Le Président par intérim (p.i) Barlen Vyapoory a finalement accepté la démission de Vishnu Lutchmeenaraidoo comme ministre, jeudi après-midi. C’est ce qu’il nous a confirmé au téléphone. « J’ai pris la lettre, le Secrétariat fera le nécessaire », dira-t-il.

Il ressort cependant que lors de sa rencontre avec Vishnu Lutchmeenaraidoo, Barlen Vyapoory n’avait pas immédiatement accepté cette lettre de démission. Il avait conseillé au ministre démissionnaire de reconsidérer sa décision.

Si cette « démarche » est qualifiée de « faux pas » et « d’impair constitutionnel », par l’opposition, du côté de la majorité, c’est silence radio.

Pour Reza Uteem, du MMM, « ce n’est  pas la prérogative du Chef de l’État de refuser une lettre de démission dûment signé, ni de demander à un ministre de reconsidérer une décision.  Ce n’est pas son rôle », déclare le député mauve qui ajoute qu’un Président
« doit être au-dessus de la politique ».

Shakeel Mohammed, chef de file du Parti travailliste au Parlement, explique,  qu’un Président « peut inviter un député à reconsidérer sa décision de démissionner de son poste de ministre ». Mais il insiste sur le fait qu’il « n’a pas le droit de refuser une lettre de démission ».

Shakeel Mohammed parle « d’impair constitutionnel » de la part du Président p.i. « Le fait que Vishnu Lutchmeenaraidoo ait démissionné comme député, le Président p.i ne peut lui demander quoi que ce soit.

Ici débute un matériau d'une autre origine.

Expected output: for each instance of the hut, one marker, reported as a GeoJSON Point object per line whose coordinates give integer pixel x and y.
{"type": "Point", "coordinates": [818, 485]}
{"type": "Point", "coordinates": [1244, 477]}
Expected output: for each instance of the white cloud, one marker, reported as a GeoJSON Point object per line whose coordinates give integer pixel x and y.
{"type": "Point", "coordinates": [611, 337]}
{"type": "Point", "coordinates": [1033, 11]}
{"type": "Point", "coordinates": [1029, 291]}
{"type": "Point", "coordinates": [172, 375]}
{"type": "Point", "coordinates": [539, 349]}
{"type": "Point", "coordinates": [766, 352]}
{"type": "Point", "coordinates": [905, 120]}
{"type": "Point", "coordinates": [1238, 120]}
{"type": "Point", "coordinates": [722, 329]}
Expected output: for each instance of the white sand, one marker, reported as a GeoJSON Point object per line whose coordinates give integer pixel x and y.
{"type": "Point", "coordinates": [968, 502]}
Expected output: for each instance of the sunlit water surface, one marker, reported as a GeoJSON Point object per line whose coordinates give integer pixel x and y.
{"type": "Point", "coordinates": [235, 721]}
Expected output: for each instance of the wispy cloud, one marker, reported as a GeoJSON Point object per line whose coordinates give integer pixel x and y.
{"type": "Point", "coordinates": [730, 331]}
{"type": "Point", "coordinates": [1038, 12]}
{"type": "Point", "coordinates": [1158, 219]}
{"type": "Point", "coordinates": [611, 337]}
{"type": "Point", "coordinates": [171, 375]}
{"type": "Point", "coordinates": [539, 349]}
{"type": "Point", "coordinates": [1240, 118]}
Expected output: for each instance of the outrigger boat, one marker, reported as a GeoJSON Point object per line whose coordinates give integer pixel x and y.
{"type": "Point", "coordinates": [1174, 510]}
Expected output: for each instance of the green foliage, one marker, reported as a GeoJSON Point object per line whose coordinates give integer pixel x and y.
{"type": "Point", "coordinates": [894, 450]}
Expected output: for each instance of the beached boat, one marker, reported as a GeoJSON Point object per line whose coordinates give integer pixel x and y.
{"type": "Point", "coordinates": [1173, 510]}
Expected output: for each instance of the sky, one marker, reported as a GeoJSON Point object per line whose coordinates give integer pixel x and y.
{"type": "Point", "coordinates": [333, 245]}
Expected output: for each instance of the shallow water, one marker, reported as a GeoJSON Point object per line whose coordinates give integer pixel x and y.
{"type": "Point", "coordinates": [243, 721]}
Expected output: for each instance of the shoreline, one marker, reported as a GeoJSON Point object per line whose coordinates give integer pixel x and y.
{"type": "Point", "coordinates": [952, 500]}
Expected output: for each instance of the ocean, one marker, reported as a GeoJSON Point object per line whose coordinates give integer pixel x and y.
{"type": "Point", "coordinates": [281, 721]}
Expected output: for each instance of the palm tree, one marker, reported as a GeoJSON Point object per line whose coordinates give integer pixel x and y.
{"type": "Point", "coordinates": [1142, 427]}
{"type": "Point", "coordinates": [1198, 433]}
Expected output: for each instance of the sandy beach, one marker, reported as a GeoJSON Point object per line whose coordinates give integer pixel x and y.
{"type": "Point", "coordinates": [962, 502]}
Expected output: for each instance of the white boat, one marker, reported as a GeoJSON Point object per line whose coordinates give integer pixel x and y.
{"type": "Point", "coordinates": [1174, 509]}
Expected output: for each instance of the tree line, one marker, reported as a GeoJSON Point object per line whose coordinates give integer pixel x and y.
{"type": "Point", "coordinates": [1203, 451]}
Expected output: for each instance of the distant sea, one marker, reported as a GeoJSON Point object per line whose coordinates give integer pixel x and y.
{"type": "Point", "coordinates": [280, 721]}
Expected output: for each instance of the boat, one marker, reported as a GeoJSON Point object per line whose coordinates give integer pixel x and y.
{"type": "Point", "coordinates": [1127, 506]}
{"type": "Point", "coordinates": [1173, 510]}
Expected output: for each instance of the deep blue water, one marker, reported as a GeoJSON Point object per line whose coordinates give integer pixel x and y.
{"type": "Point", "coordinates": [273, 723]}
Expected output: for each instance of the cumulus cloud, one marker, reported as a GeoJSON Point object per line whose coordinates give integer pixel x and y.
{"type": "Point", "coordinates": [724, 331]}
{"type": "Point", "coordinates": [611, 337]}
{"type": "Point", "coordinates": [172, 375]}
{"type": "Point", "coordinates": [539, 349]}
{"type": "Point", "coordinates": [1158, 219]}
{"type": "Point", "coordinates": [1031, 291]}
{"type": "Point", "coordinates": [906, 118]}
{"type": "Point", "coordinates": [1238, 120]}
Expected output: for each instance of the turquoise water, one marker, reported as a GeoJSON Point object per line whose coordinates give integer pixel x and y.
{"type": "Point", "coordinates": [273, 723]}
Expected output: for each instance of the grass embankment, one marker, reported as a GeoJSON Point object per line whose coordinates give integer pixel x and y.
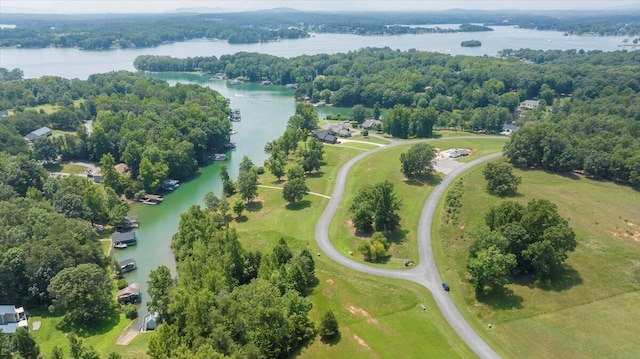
{"type": "Point", "coordinates": [592, 311]}
{"type": "Point", "coordinates": [102, 338]}
{"type": "Point", "coordinates": [385, 166]}
{"type": "Point", "coordinates": [65, 168]}
{"type": "Point", "coordinates": [377, 317]}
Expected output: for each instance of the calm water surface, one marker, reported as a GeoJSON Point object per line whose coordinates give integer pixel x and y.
{"type": "Point", "coordinates": [72, 63]}
{"type": "Point", "coordinates": [265, 109]}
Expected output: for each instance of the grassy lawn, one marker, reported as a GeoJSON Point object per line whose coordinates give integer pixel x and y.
{"type": "Point", "coordinates": [374, 314]}
{"type": "Point", "coordinates": [137, 349]}
{"type": "Point", "coordinates": [50, 334]}
{"type": "Point", "coordinates": [65, 168]}
{"type": "Point", "coordinates": [359, 144]}
{"type": "Point", "coordinates": [590, 311]}
{"type": "Point", "coordinates": [60, 133]}
{"type": "Point", "coordinates": [412, 194]}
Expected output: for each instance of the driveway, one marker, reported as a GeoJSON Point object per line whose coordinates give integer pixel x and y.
{"type": "Point", "coordinates": [426, 272]}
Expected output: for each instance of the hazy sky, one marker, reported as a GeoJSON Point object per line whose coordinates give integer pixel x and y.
{"type": "Point", "coordinates": [151, 6]}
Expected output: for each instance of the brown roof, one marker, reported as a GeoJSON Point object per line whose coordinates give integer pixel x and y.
{"type": "Point", "coordinates": [131, 289]}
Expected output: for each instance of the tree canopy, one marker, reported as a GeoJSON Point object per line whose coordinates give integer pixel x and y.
{"type": "Point", "coordinates": [418, 160]}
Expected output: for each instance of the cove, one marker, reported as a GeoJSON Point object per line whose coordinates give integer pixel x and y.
{"type": "Point", "coordinates": [74, 63]}
{"type": "Point", "coordinates": [265, 111]}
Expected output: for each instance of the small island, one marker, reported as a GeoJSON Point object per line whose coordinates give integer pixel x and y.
{"type": "Point", "coordinates": [471, 43]}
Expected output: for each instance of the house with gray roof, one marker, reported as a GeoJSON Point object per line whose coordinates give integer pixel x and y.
{"type": "Point", "coordinates": [41, 132]}
{"type": "Point", "coordinates": [12, 318]}
{"type": "Point", "coordinates": [529, 104]}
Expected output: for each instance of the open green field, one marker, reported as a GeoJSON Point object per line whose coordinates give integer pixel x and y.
{"type": "Point", "coordinates": [592, 311]}
{"type": "Point", "coordinates": [374, 314]}
{"type": "Point", "coordinates": [102, 338]}
{"type": "Point", "coordinates": [385, 166]}
{"type": "Point", "coordinates": [65, 168]}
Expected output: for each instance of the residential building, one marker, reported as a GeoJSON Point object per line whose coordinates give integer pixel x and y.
{"type": "Point", "coordinates": [41, 132]}
{"type": "Point", "coordinates": [12, 318]}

S’il n’est plus député, il n’est donc plus qualifié pour être ministre », poursuit-il.

Raouf Bhundun : « J’aurais agi autrement »

Raouf Bhundun, ancien vice-Président de la République, dit ne pas vouloir entrer dans une polémique, mais il explique cependant que s’il était à la tête de l’État, il aurait « agi autrement ».

« Si un ministre me soumet sa lettre de démission, explique Raouf Bhundun, je l’accepte immédiatement. Quitte à ce que le Premier ministre décide de la marche à suivre en interne par la suite ». « Un Président ne doit pas agir ou réfléchir comme un membre d’un parti politique. Quand la lettre tombe, il faut l’accepter ».

Raouf Bhundun soutient que, dans le passé, les ministres qui voulaient démissionner adressaient leur lettre directement au Premier ministre. Celui-ci communiquait alors « si besoin est » cette lettre à la Présidence.

Au niveau du gouvernement, les élus n’ont pas souhaité se prononcer sur la question. Interrogé à nouveau sur cette polémique, Barlen Vyapoory a choisi d’esquiver nos questions.